16. Il résulte de tout ce qui précède qu’il y a lieu de condamner l’AP-HP à verser à Mme A la somme totale de 16 812 euros.
Sur les droits de la caisse primaire d’assurance maladie de Paris :
17. La CPAM de Paris sollicite le remboursement de la somme totale de 107 859,78 euros qu’elle a versée pour Mme A, incluant des frais hospitaliers engagés pour la période du 23 août au 27 décembre 2018, des frais médicaux pour la période du 26 mars 2019 au 9 juillet 2020, des frais pharmaceutiques pour la période du 12 avril 2019 au 23 juillet 2020, et des frais d’appareillage pour la période du 10 avril au 27 novembre 2019. Elle produit, en outre, l’attestation d’imputabilité de son médecin conseil. Les périodes concernées par ces sommes étant postérieures à la période d’hospitalisation que Mme A aurait en tout état de cause subie même en l’absence d’infection nosocomiale, il y a lieu de mettre à la charge de l’AP-HP le remboursement de l’ensemble de ces sommes.
18. Cette somme portera intérêt au taux légal à compter du 16 janvier 2023, date de réception de sa première demande. Les intérêts échus le 16 janvier 2024 seront capitalisés pour porter eux-mêmes intérêts à compter de cette date, puis à chaque échéance annuelle.
19. L’article L. 376-1 du code de la sécurité sociale permet aux caisses d’assurance maladie exerçant leur recours subrogatoire de recouvrir une indemnité forfaitaire de gestion égale au tiers des sommes dont le remboursement a été obtenu, dans des limites fixées par arrêté. L’article 1er de l’arrêté du 15 décembre 2022 fixe les montants minimum et maximum de l’indemnité forfaitaire de gestion à respectivement 115 euros et 1 162 euros.
20. Eu égard au montant des sommes accordées à la CPAM de Paris, il y a lieu de condamner l’AP-HP à lui verser la somme de 1 162 euros au titre de l’indemnité forfaitaire de gestion.
Sur les frais liés à l’instance :
21. Dans les circonstances de l’espèce, il y a lieu de mettre à la charge de l’AP-HP la somme de 1 500 euros, sur le fondement de l’article L. 761-1 du code de justice administrative, au titre des frais exposés par Mme A et non compris dans les dépens. Il n’y a pas lieu, en revanche, de mettre à la charge de l’AP-HP la somme sollicitée par la CPAM de Paris au même titre.
D E C I D E :
Article 1er : L’Assistance publique – Hôpitaux de Paris est condamnée à verser à Mme A la somme de 16 812 euros en réparation de ses préjudices.

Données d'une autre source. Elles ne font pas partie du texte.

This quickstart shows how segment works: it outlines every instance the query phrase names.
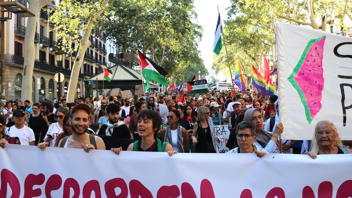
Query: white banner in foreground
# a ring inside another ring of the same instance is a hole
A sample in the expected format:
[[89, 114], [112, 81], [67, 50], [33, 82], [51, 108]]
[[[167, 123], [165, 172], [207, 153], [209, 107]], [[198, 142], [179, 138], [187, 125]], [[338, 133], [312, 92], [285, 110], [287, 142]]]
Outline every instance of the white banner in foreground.
[[108, 150], [42, 151], [7, 144], [0, 156], [1, 198], [310, 198], [318, 192], [352, 196], [352, 157], [347, 154], [315, 160], [286, 154], [260, 159], [253, 154], [170, 157], [125, 151], [117, 156]]
[[277, 24], [279, 115], [283, 138], [311, 140], [319, 122], [352, 140], [352, 38]]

Article 2 : L’Assistance publique – Hôpitaux de Paris versera à Mme A une somme de 1 500 euros en application des dispositions de l’article L. 761-1 du code de justice administrative.
Article 3 : L’Assistance publique – Hôpitaux de Paris versera à la caisse primaire d’assurance maladie une somme de 107 859,78 euros assortie des intérêts de droit à compter du 16 janvier 2023 en réparation de ses débours. Les intérêts échus seront capitalisés pour porter eux-mêmes intérêts au 16 janvier 2024, puis à chaque échéance annuelle.

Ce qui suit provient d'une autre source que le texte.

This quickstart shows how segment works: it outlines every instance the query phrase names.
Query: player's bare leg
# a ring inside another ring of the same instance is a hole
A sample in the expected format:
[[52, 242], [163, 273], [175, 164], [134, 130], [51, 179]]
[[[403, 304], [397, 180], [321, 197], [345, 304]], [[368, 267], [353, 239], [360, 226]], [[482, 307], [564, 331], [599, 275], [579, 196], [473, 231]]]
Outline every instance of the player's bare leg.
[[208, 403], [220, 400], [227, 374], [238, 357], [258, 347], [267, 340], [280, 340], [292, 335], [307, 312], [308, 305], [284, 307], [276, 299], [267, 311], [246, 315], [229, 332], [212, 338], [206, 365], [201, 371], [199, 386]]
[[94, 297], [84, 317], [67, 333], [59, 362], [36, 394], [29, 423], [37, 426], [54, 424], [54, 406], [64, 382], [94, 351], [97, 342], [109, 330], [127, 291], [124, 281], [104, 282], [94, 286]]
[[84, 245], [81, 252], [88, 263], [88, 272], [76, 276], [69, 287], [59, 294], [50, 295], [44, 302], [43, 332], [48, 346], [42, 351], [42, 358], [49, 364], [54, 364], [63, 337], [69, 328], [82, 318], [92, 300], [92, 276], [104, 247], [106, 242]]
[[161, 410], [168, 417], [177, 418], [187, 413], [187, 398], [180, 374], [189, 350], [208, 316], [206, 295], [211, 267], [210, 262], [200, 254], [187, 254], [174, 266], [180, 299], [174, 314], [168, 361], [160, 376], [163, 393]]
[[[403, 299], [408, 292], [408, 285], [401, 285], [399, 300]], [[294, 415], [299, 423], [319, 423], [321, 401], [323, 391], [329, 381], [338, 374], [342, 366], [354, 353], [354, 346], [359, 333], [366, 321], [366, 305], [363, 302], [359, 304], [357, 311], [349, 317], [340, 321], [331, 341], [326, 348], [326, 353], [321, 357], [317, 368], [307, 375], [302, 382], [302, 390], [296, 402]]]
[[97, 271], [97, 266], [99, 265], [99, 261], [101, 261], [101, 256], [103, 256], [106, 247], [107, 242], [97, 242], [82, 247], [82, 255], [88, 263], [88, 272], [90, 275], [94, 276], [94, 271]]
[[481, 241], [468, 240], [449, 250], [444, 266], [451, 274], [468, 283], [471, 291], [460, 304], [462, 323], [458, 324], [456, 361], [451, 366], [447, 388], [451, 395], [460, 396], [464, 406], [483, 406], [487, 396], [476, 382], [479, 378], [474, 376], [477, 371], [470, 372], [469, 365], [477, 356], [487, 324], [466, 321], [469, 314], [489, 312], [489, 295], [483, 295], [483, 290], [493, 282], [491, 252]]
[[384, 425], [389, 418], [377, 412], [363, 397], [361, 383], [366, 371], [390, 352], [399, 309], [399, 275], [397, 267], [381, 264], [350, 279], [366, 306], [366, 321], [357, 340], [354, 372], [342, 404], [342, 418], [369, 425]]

Article 4 : L’Assistance publique – Hôpitaux de Paris versera à la caisse primaire d’assurance maladie de Paris la somme de 1 162 euros au titre de l’article L. 371-1 du code de la sécurité sociale.

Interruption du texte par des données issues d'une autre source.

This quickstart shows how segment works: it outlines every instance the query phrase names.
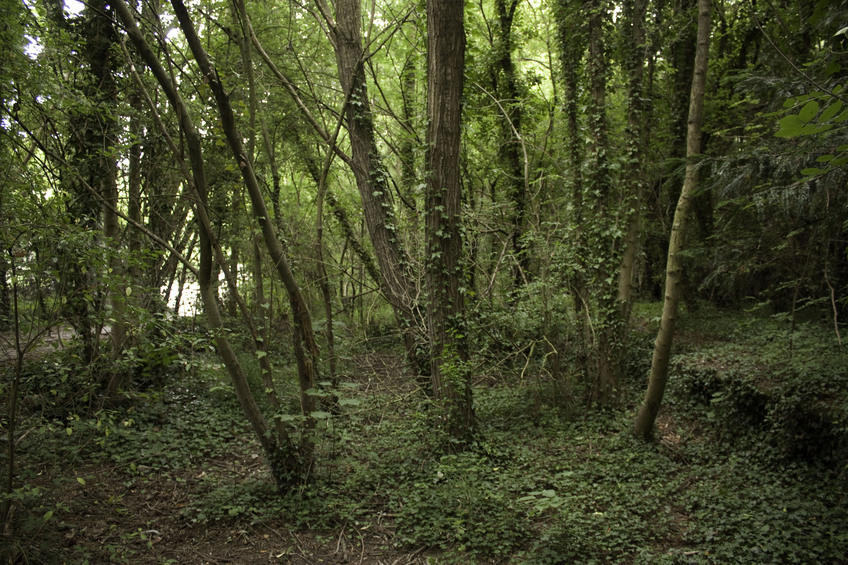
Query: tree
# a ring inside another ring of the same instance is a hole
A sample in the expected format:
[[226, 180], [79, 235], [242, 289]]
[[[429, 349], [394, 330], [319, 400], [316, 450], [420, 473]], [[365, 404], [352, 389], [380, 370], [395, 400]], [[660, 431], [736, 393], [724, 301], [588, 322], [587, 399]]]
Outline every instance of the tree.
[[686, 177], [668, 243], [666, 263], [665, 300], [660, 320], [660, 329], [654, 344], [651, 360], [651, 376], [645, 399], [636, 415], [636, 434], [649, 439], [653, 435], [654, 421], [662, 403], [665, 385], [668, 382], [668, 365], [671, 344], [674, 339], [674, 324], [682, 294], [684, 249], [688, 217], [692, 209], [692, 198], [698, 184], [698, 169], [695, 159], [701, 153], [701, 128], [704, 121], [704, 93], [707, 81], [707, 64], [710, 50], [710, 0], [698, 0], [698, 41], [695, 51], [695, 71], [692, 77], [692, 92], [689, 100], [689, 128], [686, 136]]
[[425, 270], [433, 397], [451, 438], [474, 429], [467, 367], [462, 262], [460, 140], [465, 69], [462, 2], [427, 2], [427, 148]]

Article 5 : Le surplus des conclusions de la requête de Mme A est rejeté.
Article 6 : Le surplus des conclusions de la caisse primaire d’assurance maladie de Paris est rejeté.
Article 7 : Le présent jugement sera notifié à Mme B A, à l’Assistance publique – Hôpitaux de Paris et à la caisse primaire d’assurance maladie de Paris.
Délibéré après l’audience du 22 juin 2023, à laquelle siégeaient :
Mme Versol, présidente,
M. Pény, premier conseiller,
M. Doan, premier conseiller.
Rendu public par mise à disposition au greffe le 7 juillet 2023.
Le rapporteur,
R. Doan
La présidente,
F. VersolLa greffière,
A. Cardon
La République mande et ordonne au ministre de la santé et de la prévention, en ce qui le concerne, ou à tous commissaires de justice à ce requis en ce qui concerne les voies de droit commun contre les parties privées, de pourvoir à l’exécution de la présente décision.